Here’s the question of the day for a beleaguered Civil Aviation Safety Authority. Why does CASA tolerate for even another minute the regular carriage of passengers by air to Palm Island over 55 kilometres of open water without life jackets?

Is it because they are predominantly indigenous passengers or Torres Strait islanders and count for shit as seems to be the case in public administration in Far Northern Queensland?

Or is it because CASA doesn’t give a toss about enforcing the purpose or intent of air safety rules in remote and predominantly black communities?

Or is it more outright incompetence and indifference to its functions as laid out so clearly in the damning ICAO audit of the level of safety oversight in Australia that the government today insists is world class?

On 1 May the Angry Flyers Lounge on the Crikey blog Plane Talking carried this detailed complaint about unsafe practices by a certain operator. CASA promised to respond.

A week later CASA said that because the complaint was before its Complaints Commissioner, Michael Hart, it could not comment.

But CASA can act. It has a duty to intervene to protect public safety that doesn’t require any reference to a part heard issue before a complaints commissioner. It doesn’t matter if the air service complained about is in fact legal in some obscure way, or in gross violation of the rules. It doesn’t need to wait for Hart to complete his inquiry to order life jackets for passengers paying money to fly on an important regional route for a long distance over water.

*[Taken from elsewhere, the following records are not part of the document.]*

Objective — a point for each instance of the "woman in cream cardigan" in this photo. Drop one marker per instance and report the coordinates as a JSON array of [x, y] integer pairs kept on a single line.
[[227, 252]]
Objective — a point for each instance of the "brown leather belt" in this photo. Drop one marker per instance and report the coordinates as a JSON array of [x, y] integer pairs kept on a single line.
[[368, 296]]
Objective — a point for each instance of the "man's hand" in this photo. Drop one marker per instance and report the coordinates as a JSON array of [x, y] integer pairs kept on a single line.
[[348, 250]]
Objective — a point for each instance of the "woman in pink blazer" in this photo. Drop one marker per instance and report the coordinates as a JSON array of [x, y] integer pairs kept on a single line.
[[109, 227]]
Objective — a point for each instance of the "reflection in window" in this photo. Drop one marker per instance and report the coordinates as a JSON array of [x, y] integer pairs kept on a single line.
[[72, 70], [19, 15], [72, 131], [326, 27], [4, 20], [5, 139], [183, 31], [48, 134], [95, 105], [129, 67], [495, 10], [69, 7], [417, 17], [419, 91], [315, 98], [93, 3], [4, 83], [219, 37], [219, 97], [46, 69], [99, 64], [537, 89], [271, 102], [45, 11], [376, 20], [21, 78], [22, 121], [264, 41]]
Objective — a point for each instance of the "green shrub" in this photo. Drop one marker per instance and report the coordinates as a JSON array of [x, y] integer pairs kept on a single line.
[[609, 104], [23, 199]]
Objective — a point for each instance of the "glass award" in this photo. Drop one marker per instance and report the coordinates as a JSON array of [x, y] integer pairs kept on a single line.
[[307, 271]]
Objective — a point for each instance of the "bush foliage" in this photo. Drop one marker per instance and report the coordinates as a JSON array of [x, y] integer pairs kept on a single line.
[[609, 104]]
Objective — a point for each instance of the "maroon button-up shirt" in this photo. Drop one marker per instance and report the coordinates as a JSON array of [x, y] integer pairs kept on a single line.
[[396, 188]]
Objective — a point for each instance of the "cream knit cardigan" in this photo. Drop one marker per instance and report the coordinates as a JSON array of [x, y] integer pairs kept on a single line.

Simple, decent, common sense is all that is needed.

What is it about FNQ that brings out the worst in transport safety public administration in this country?

On 7 May 2005 the Lockhart River crash killed all 15 people aboard a turbo prop flown by the now defunct Transair company. It was subsequently revealed in privileged testimony that CASA knew the operator was sub standard and in breach of regulations but took no effective action to remedy the situation, didn’t warn the public of the dangers it posed, and didn’t even acknowledge any responsibility to inform the public about unsafe operators.

On 15 October that year the Malu Sara, an immigration patrol boat, sank with the loss of all five people on board. The boat belonged to a fleet of vessels found to be of unseaworthy design before it went missing, and was never found following a search effort marred by indifference and incompetency.

There are signs of change in CASA’s approach to carrying out its obligations in FNQ and the rest of northern Australia. The new chief executive, John McCormick, has reversed a decision to close its Townsville office, and has ordered the creation of two other CASA offices in the north of the continent, with Broome considered the likely location for one of them.